Compulsive behaviors include:
- Excessive double-checking locks, appliances, or switches
- Repeatedly checking in on loved ones
- Counting tapping, repeating words, or doing other senseless things to reduce anxiety
- Ordering and arranging things just so
- Accumulating “junk” out of fear of something bad happening if you discard of it
Most people with OCD fall into one or more of the following categories
- Washers are afraid of contamination and have cleaning or hand-washing compulsions – I have both.
- Checkers repeatedly check things they associate with danger. A checker might need to make sure the stove is turned off or the door is locked over and over. I repeatedly check my curling iron to make sure it’s turned off. I have to check it at least 5 times and run my hand down its cord to touch the plug in order to know I unplugged it. Otherwise I go into panic mode and I think the house will burn down. This obsession/compulsion has gotten so bad that I don’t even use my curling iron anymore.

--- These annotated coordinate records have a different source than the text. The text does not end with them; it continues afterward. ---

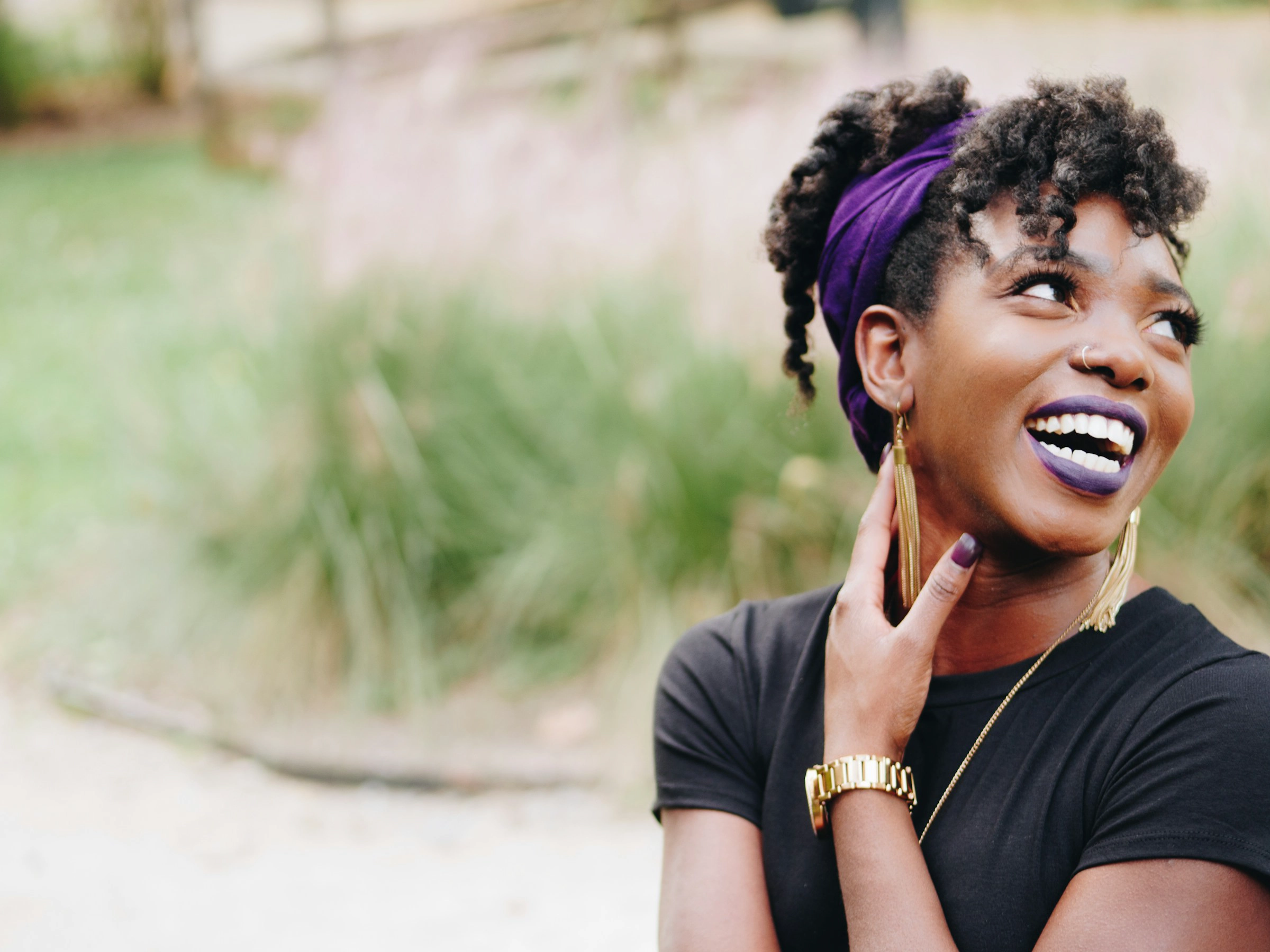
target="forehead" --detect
[973,194,1180,282]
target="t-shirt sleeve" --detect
[653,607,763,826]
[1077,653,1270,880]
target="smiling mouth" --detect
[1023,413,1137,473]
[1023,395,1147,496]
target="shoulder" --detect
[661,585,838,686]
[1130,588,1270,710]
[1102,589,1270,755]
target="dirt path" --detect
[0,693,660,952]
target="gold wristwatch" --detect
[806,754,917,837]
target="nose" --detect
[1068,327,1155,391]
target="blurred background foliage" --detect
[0,0,1270,710]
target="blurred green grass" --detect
[0,143,282,600]
[0,143,1270,708]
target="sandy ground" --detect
[0,693,660,952]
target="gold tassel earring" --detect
[1082,508,1142,631]
[890,400,922,608]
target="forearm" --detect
[829,790,956,952]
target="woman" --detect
[655,72,1270,952]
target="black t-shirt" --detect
[654,589,1270,952]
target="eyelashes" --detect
[1010,264,1205,346]
[1010,266,1076,305]
[1155,311,1205,346]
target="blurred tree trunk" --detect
[109,0,169,99]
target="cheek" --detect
[1157,365,1195,457]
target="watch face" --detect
[805,767,828,837]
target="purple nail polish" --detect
[952,532,983,569]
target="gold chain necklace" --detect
[917,594,1102,845]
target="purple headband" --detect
[817,112,978,470]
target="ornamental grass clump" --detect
[204,288,867,707]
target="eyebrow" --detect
[985,245,1112,278]
[984,245,1199,312]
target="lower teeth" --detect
[1038,441,1120,472]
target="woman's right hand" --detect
[822,452,982,763]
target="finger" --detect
[901,533,983,650]
[845,453,895,602]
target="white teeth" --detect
[1026,411,1137,472]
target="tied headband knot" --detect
[817,112,978,470]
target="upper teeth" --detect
[1025,414,1133,457]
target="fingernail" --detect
[952,532,983,569]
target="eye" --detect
[1147,317,1180,340]
[1019,280,1063,304]
[1010,266,1076,307]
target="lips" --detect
[1023,396,1147,495]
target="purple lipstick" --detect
[1023,396,1147,496]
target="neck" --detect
[922,526,1110,675]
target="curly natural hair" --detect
[765,70,1206,401]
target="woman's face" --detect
[903,197,1196,555]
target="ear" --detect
[856,305,913,413]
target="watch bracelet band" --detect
[805,754,917,837]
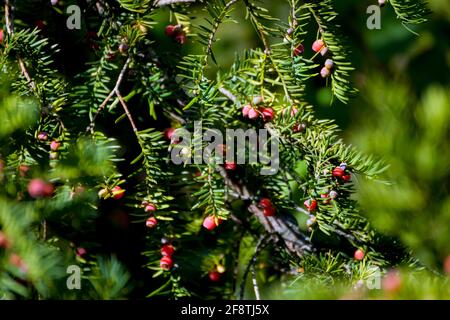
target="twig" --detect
[86,57,131,132]
[239,235,269,300]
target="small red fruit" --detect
[203,216,222,231]
[28,178,54,199]
[145,203,156,212]
[159,256,173,270]
[224,161,237,171]
[260,108,274,121]
[303,199,317,212]
[208,271,220,282]
[242,104,252,118]
[76,247,87,258]
[161,244,175,257]
[353,249,364,261]
[381,270,402,293]
[293,44,305,57]
[111,186,125,200]
[332,167,345,178]
[312,39,325,52]
[259,198,273,208]
[145,217,158,229]
[50,140,61,151]
[164,24,176,37]
[248,108,259,120]
[0,231,10,249]
[263,207,275,217]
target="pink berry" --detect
[28,178,54,199]
[145,203,156,212]
[242,104,252,118]
[312,39,325,52]
[203,216,222,231]
[354,249,364,261]
[159,256,173,270]
[293,44,305,57]
[161,244,175,257]
[320,67,330,78]
[248,108,259,120]
[260,108,274,121]
[38,132,48,141]
[50,140,61,151]
[208,271,220,282]
[224,161,237,171]
[111,186,125,200]
[145,217,158,229]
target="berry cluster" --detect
[165,24,186,44]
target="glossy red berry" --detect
[145,217,158,229]
[259,198,273,208]
[208,271,220,282]
[260,108,274,121]
[224,161,237,171]
[332,167,345,178]
[293,44,305,57]
[111,186,125,200]
[164,24,176,37]
[320,67,331,78]
[159,256,173,270]
[242,104,252,118]
[50,140,61,151]
[312,39,325,52]
[161,244,175,257]
[353,249,364,261]
[0,231,10,249]
[27,178,54,199]
[248,108,259,120]
[303,199,317,212]
[263,207,276,217]
[203,216,222,231]
[145,203,156,212]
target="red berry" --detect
[260,108,274,121]
[111,186,125,200]
[164,128,175,141]
[248,108,259,120]
[76,247,87,258]
[303,199,317,212]
[353,249,364,261]
[208,271,220,282]
[159,256,173,270]
[293,44,305,57]
[161,244,175,257]
[28,178,54,198]
[259,198,273,208]
[263,207,275,217]
[320,67,331,78]
[444,254,450,275]
[203,216,222,231]
[145,217,158,229]
[0,231,10,249]
[50,140,61,151]
[242,104,252,118]
[342,174,352,181]
[175,33,186,44]
[164,24,176,37]
[38,132,48,141]
[332,167,345,178]
[312,39,325,52]
[381,270,402,293]
[145,203,156,212]
[224,161,237,171]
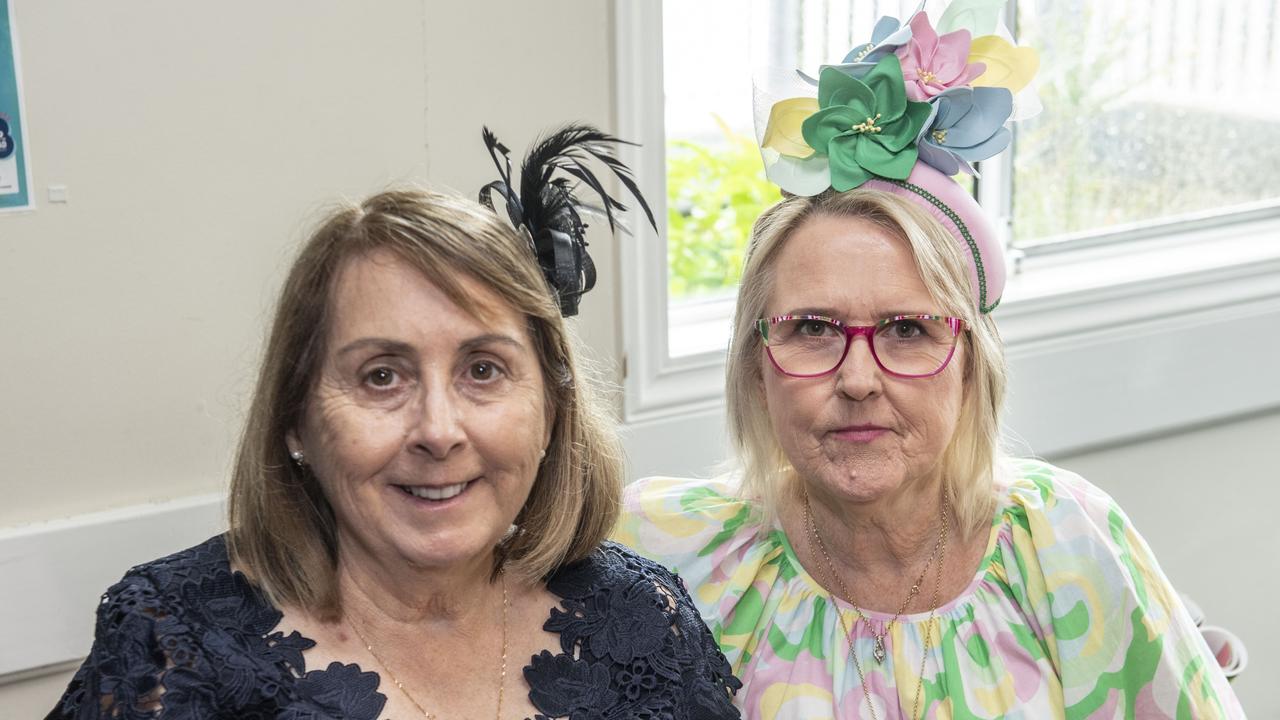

- Doubters and Sinners are afraid that they will be punished if everything isn’t done just so and in a perfect manner. This one does not apply to me but if you feel you have some instances or examples of this form of OCD please email me or add it to the comments below and I will add it here.
- Counters and Arrangers are obsessed with having order or keeping things symmetrical. A counter may have superstitions about a certain number. For example, I have to brush my teeth with exactly 54 strokes each time or else my teeth will all rot out of my head OR all my shirts must be hung in color order according to the rainbow or else I will have the worst luck of anyone alive.
- Hoarders compulsively hoard things because they fear something bad will happen if they throw something away. This is another one I don’t have a problem with because it would go against my “washer” tendencies.
If a loved one does have OCD there are some things you can do to help him or her such as:
- Providing a calm, supportive environment
- Don’t scold or punish the person for performing rituals or having thoughts
- Be as kind and patient as possible – focus on positive elements of the person’s life
- Don’t play along with OCD rituals for this only reinforces the behavior
- Find the humor in the situation without belittling the sufferer.Sometimes humor can help the person realize the habits and rituals are indeed silly and this lessens the strength of the anxiety attached to each thought or ritual.
Not everyone who engages in the above behaviors should be labeled as OCD.In order for the thoughts and behaviors to be classified as OCD they need to cause tremendous distress, take up a great deal of time, and disrupt a person’s life and relationships.There are several successful methods of treating OCD.Don’t making a self-diagnosis of OCD.Speak with your family doctor who can refer you to a specialist for a definite diagnosis and treatment plan.